Ainsi commence l'étonnant récit de Douna Loup, celui d'une vieille dame un peu fantasque, qui a traversé le siècle de Bagnolet à Genève, en passant par Porrentruy et Pully, capte l'attention d'une jeune fille et se confie à elle: Je veux que tu écrives ma vie. Que tu la poses. La déroules, la dérides, la fasse divaguer dans les lignes. Je veux que tu écrives pour moi ces kilos de souvenirs calés dans mes veines. Que tu éclates ces veines lourdes d'années.

De cette musique intime à deux voix, Les lignes de ta paume, se dessine sous nos yeux le portrait d'une femme nomade aux sourdes colères, solitaire, indépendante: Nelly Machat la voyageuse immobile, devenue Linda Breuse la dame aux chocolats. Et pourquoi donc? L'un des secrets de sa vie, abrités par son art qui lui permet de façonner désormais son propre monde: Quand je peins, je suis un voilier à l'abri du vent. Ca ne dure pas. Mais avec mes pinceaux j'accoste. Je m'apaise. (...) Et puis, lorsque autour de moi le vent reprend son souffle de plus belle, j'ai des bateaux de papiers colorés, des visages ahuris, des mains de terre et des bouches vociférantes pour m'accompagner dans la houle.  

De cet effort de mémoire, quand les pinceaux se sont tus et qu'elle livre à son interlocutrice les fragments de sa vie, Nelly dévoile le visage de sa mère suicidaire, les leçons de solfège auprès d'un instituteur qui lui fait perdre l'adresse du beau temps, ses talents de coiffeuse, la rencontre de son mari dans un bal, et la rupture sur le tard - avec tous: époux et enfants - qui lui permet d'éviter l'asphyxie et de s'épanouir dans l'espace de la peinture et de la sculpture.
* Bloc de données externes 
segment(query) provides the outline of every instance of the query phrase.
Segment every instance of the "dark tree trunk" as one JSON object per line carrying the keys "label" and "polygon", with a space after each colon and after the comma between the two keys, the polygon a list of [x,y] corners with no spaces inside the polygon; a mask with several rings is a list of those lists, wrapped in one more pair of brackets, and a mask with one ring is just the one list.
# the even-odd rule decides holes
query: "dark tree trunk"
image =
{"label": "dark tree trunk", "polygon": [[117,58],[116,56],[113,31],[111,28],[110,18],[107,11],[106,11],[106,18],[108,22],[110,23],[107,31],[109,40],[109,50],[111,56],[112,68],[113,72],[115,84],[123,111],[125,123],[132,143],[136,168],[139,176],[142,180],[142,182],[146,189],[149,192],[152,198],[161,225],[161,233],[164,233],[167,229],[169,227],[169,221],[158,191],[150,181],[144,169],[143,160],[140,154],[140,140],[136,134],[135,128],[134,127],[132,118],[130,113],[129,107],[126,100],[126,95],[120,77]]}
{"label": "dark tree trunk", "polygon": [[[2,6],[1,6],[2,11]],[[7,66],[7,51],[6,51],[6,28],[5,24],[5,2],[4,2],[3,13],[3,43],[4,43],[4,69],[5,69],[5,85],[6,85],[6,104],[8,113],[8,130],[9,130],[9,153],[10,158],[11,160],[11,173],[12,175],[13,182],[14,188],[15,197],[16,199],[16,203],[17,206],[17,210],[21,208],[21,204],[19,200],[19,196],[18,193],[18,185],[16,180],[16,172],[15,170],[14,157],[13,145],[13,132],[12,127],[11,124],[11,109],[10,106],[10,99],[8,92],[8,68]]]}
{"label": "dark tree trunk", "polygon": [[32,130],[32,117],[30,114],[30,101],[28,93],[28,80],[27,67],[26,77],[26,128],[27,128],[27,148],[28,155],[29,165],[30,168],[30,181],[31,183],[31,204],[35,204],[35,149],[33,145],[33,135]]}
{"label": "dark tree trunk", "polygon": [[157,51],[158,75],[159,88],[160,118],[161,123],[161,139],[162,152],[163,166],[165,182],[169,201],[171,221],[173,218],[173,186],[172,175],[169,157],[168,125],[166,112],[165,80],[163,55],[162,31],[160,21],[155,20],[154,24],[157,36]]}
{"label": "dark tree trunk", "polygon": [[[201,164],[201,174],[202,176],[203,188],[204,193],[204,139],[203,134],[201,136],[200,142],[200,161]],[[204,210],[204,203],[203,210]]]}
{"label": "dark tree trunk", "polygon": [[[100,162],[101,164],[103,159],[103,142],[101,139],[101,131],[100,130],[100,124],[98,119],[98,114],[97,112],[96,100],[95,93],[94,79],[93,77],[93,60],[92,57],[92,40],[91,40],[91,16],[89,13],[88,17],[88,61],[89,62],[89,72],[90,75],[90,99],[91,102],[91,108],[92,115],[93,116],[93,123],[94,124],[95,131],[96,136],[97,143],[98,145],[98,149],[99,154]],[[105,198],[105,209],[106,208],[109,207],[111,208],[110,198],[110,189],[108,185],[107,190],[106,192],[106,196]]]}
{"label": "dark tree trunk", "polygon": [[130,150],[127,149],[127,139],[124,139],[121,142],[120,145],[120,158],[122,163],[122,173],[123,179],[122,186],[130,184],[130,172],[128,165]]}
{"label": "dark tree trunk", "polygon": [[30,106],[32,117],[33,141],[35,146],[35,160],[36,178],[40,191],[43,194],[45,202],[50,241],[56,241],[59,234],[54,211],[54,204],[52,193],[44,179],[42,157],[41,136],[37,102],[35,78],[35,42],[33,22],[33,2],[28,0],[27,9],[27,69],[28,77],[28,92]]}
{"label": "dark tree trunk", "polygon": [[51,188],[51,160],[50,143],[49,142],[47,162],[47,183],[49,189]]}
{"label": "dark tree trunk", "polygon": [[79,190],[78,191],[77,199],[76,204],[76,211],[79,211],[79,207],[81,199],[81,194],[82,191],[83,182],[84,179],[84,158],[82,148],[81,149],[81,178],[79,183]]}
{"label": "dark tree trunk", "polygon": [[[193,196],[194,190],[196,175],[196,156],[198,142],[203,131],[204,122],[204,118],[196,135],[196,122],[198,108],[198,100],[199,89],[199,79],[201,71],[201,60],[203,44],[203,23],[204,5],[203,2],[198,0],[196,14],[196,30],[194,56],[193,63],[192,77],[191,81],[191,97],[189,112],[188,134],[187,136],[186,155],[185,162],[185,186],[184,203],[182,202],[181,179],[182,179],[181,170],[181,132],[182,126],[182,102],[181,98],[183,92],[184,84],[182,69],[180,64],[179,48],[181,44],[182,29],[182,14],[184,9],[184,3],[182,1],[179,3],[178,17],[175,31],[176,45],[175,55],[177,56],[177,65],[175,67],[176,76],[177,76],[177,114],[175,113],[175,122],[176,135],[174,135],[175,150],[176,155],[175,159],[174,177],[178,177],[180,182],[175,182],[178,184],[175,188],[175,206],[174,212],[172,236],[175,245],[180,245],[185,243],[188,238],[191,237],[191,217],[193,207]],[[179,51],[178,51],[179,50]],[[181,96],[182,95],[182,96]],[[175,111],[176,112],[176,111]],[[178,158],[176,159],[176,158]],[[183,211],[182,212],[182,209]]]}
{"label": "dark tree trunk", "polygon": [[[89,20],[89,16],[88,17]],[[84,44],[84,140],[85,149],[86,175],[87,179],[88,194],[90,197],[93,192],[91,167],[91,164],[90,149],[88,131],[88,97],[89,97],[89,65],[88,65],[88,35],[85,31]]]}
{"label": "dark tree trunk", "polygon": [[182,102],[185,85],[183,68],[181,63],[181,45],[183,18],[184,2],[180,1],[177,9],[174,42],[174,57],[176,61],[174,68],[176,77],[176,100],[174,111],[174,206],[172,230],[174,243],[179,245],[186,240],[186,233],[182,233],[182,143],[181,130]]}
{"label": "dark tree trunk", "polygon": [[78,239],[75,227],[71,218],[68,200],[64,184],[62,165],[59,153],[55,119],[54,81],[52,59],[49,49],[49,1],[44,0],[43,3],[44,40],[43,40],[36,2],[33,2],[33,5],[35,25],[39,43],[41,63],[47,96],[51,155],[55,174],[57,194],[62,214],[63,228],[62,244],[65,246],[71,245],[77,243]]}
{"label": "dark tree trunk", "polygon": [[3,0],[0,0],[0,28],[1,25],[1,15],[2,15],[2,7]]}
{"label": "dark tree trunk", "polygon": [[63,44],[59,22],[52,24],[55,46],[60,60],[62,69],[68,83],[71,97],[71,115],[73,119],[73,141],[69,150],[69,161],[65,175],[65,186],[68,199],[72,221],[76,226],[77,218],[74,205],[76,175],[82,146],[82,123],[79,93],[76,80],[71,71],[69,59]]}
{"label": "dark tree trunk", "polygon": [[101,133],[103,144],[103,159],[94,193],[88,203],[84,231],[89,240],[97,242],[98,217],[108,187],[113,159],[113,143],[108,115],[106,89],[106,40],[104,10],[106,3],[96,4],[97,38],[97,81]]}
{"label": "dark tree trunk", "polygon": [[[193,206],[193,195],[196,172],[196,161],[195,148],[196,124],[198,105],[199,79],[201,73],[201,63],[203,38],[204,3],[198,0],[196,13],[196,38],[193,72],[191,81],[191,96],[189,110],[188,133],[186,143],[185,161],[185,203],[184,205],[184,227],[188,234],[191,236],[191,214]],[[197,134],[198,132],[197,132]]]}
Libre enfin, transfigurée: Je déguise mes peines en rires, maquille mes blessures à la bombe, je tague ma vie comme une jeune blonde.

L'écriture de Douna Loup est aussi personnelle que dans son premier roman, L'embrasure, et se hisse même, peut-être, à un niveau plus élaboré sur le plan poétique ici, par un éclairage qui n'est pas sans rappeler celui de Jean-Michel Maulpoix, un autre orfèvre de la langue: J'aime les fleurs. Celles qui sont belles de n'avoir rien à prouver. Ou encore: Le corps de l'été te subjugue. Tu es amoureuse de ses mains d'herbe. (...) Tu aimes le ciel qui te surprend, celui qui tombe comme un duvet d'enfant qu'un rêve trop violent a percé. 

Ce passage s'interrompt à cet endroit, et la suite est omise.